High-quality avatar models are built from high-quality video recordings, including audio quality. The following table has more tips for the actor's performance and recording video clips:

Dos Don'ts
- Ensure all video clips are taken in the same conditions.
- During the recording process, design the size and display area of the character you need so that the character can be displayed on the screen appropriately.
- Actor should be steady during the recording.
- Mind facial expressions, which should be suitable for the avatar's use case. For example, look positive and smile if the custom text to speech avatar is used as customer service.

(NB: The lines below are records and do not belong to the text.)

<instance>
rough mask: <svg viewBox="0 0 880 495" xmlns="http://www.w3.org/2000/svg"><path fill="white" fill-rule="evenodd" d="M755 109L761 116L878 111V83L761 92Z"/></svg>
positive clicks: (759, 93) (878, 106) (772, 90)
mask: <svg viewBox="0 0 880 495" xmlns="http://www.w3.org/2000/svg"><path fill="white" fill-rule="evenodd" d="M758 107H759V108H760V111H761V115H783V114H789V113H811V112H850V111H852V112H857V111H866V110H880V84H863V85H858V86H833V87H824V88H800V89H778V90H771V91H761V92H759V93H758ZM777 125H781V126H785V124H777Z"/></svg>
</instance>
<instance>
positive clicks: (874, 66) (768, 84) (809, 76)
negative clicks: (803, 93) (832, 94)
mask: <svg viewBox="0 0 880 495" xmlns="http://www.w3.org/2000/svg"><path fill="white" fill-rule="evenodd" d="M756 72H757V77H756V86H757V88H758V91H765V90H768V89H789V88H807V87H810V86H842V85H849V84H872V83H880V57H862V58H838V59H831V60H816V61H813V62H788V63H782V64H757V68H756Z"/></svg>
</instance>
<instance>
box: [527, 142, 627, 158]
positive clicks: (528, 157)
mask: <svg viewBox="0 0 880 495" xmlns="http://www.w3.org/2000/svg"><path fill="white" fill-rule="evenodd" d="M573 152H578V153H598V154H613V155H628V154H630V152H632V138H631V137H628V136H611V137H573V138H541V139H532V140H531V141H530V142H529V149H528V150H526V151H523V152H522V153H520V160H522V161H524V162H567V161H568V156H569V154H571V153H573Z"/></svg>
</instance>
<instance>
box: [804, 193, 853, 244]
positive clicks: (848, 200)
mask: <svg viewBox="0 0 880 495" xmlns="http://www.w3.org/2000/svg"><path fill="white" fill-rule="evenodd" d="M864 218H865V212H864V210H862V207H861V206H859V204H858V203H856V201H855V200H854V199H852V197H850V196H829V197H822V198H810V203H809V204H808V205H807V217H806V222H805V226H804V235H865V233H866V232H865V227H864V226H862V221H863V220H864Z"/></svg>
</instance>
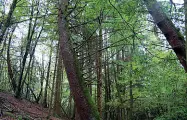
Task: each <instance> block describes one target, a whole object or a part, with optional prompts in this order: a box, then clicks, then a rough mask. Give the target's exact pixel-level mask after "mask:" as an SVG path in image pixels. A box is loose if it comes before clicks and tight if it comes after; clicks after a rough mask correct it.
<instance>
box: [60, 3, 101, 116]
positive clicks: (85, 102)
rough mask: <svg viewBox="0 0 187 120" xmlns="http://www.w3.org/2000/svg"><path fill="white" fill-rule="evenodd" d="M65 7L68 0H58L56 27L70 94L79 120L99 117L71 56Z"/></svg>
mask: <svg viewBox="0 0 187 120" xmlns="http://www.w3.org/2000/svg"><path fill="white" fill-rule="evenodd" d="M67 8H68V1H67V0H60V3H59V12H58V27H59V36H60V49H61V50H60V51H61V53H62V56H63V63H64V67H65V70H66V73H67V77H68V81H69V85H70V90H71V94H72V95H73V98H74V101H75V105H76V108H77V111H78V113H79V115H80V118H81V120H91V119H99V117H96V115H94V113H95V112H94V110H93V109H94V108H93V104H92V103H91V102H90V101H89V100H88V98H87V96H86V94H88V93H85V92H86V91H85V90H84V88H83V87H84V86H83V83H81V76H80V73H79V69H78V65H77V63H76V61H75V59H76V58H75V57H74V56H73V53H72V50H71V46H70V43H69V41H68V39H69V38H68V23H67V17H66V15H67Z"/></svg>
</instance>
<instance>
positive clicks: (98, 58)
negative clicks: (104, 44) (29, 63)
mask: <svg viewBox="0 0 187 120" xmlns="http://www.w3.org/2000/svg"><path fill="white" fill-rule="evenodd" d="M102 44H103V43H102V28H101V25H100V28H99V39H98V42H97V45H96V47H97V54H96V56H97V57H96V66H97V68H96V70H97V106H98V111H99V114H100V117H102V73H101V70H102V64H101V62H102V58H101V57H102V51H100V49H102Z"/></svg>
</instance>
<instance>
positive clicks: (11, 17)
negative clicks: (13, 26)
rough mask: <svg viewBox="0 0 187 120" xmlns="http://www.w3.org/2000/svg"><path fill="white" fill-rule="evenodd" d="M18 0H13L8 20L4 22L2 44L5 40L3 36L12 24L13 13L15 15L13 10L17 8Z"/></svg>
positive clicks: (4, 35)
mask: <svg viewBox="0 0 187 120" xmlns="http://www.w3.org/2000/svg"><path fill="white" fill-rule="evenodd" d="M17 2H18V0H13V2H12V4H11V6H10V11H9V13H8V16H7V18H6V20H5V21H4V22H3V27H2V28H1V32H0V44H1V43H2V41H3V38H4V36H5V33H6V31H7V29H8V28H9V27H10V26H11V19H12V15H13V12H14V10H15V8H16V4H17Z"/></svg>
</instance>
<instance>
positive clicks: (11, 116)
mask: <svg viewBox="0 0 187 120" xmlns="http://www.w3.org/2000/svg"><path fill="white" fill-rule="evenodd" d="M0 120H66V119H59V118H55V117H52V116H50V114H49V109H47V108H43V107H42V106H41V105H39V104H36V103H33V102H30V101H28V100H25V99H16V98H15V97H14V96H13V95H12V94H10V93H6V92H0Z"/></svg>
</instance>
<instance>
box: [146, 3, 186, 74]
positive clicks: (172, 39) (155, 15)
mask: <svg viewBox="0 0 187 120" xmlns="http://www.w3.org/2000/svg"><path fill="white" fill-rule="evenodd" d="M144 3H145V5H146V7H147V9H148V11H149V13H150V14H151V15H152V17H153V19H154V22H155V24H157V26H158V27H159V29H160V30H161V31H162V33H163V34H164V36H165V37H166V39H167V41H168V43H169V44H170V46H171V47H172V49H173V50H174V52H175V54H176V55H177V57H178V59H179V61H180V63H181V64H182V66H183V67H184V69H185V71H186V72H187V64H186V51H185V40H184V37H183V36H182V34H181V33H180V32H179V31H178V30H177V29H176V27H175V26H174V24H173V23H172V21H171V20H170V19H169V18H168V17H167V15H166V14H165V13H164V12H163V11H162V9H161V6H160V5H159V3H158V2H157V1H156V0H144Z"/></svg>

Look professionally if the avatar is used for news reporting.
- Maintain eye gaze towards the camera, even when using a teleprompter.
- Return your body to status 0 when pausing speaking.
- Speak on a self-chosen topic, and minor speech mistakes like miss a word or mispronounced are acceptable. If the actor misses a word or mispronounces something, just go back to status 0, pause for 3 seconds, and then continue speaking.
- Consciously pause between sentences and paragraphs. When pausing, go back to the status 0 and close your lips.
- The audio should be clear and loud enough; bad audio quality impacts training result.
- Keep the shooting environment quiet.
- Don't adjust the camera parameters, focal length, position, angle of view. Don't move the camera; keep the person's position, size, angle, consistent in the camera.
- Characters that are too small might lead to a loss of image quality during post-processing. Characters that are too large might cause the screen to overflow during gestures and movements.
- Don't make too long gestures or too much movement for one gesture; for example, actor's hands are always making gestures and forget to go back to status 0.
- The actor's movements and gestures must not block the face.
- Avoid small movements of the actor like licking lips, touching hair, talking sideways, constant head shaking during speech, and not closing up after speaking.
- Avoid background noise; staff should avoid walking and talking during video recording.
- Avoid other people's voice recorded during the actor speaking.

Data requirements

Basic video processing helps improve model training efficiency:

  • Keep the character centered on screen with consistent size and position throughout recording. Keep all video processing parameters like brightness and contrast consistent. The output avatar's size, position, brightness, and contrast directly reflect those in the training data. No alterations are applied during processing or model building.
  • Start and end clips in status 0. Actors should close their mouths, smile, and look ahead. The video should be continuous, not abrupt.

Avatar training video recording file format: .mp4 or .mov.

Resolution: At least 1920x1080. 3840x2160 to train a 4K avatar

Frame rate per second: At least 25 FPS.